Bild: Im Inneren der AfD agieren Rechtsextreme
Dieses Jahr wurden bei [1][Kassel] und in [2][Halle] Menschen von
Rechtsterroristen ermordet – darunter ein Politiker. In Thüringen ziehen es
Teile der Partei, für die dieser Politiker aktiv war, in Erwägung, die
Regierungsverantwortung mit Björn Höcke zu teilen, der über ein [3][„groß
angelegtes Remigrationsprojekt“ mit „wohltemperierter Grausamkeit“
nachdenkt.]
Die letzten Monate haben verdeutlicht, dass von rechten Kräften eine Gefahr
sowohl für Leib und Leben als auch für die Demokratie ausgeht. Während die
Gesellschaft insgesamt offener wird, drängen Rechte auf eine radikale
Umkehr dieser Entwicklung. Der Sozialwissenschaftler Sebastian Friedrich
spricht hier von der [4][„Formierung eines rechten Projekts“].

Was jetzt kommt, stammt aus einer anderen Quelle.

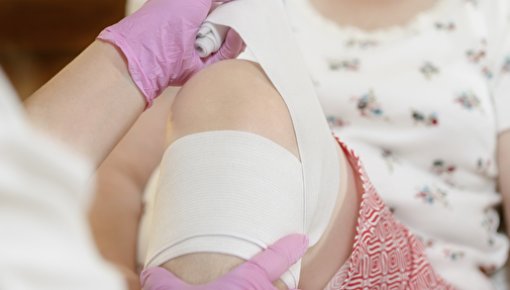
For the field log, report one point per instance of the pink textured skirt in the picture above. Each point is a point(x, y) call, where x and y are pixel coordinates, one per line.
point(385, 255)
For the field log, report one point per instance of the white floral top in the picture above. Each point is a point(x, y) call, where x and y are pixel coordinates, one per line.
point(423, 105)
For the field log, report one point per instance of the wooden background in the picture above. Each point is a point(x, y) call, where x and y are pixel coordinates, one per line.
point(38, 37)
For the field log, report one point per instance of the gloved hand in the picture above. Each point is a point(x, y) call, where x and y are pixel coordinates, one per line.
point(158, 42)
point(259, 273)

Darum, wie die Akteure dieses Projekts bezeichnet werden sollten, wird
heftig gerungen. Mittlerweile darf man Gerichtsurteilen zufolge Björn Höcke
als einen Faschisten, den „Flügel“ als „immer extremistischer“ und die
ganze AfD als „rechtsextremistisch“ bezeichnen. Doch nur weil eine
Bezeichnung erlaubt ist, ist sie nicht unbedingt analytisch sinnvoll. Wie
also sollten die Akteure des rechten Projekts bezeichnet werden?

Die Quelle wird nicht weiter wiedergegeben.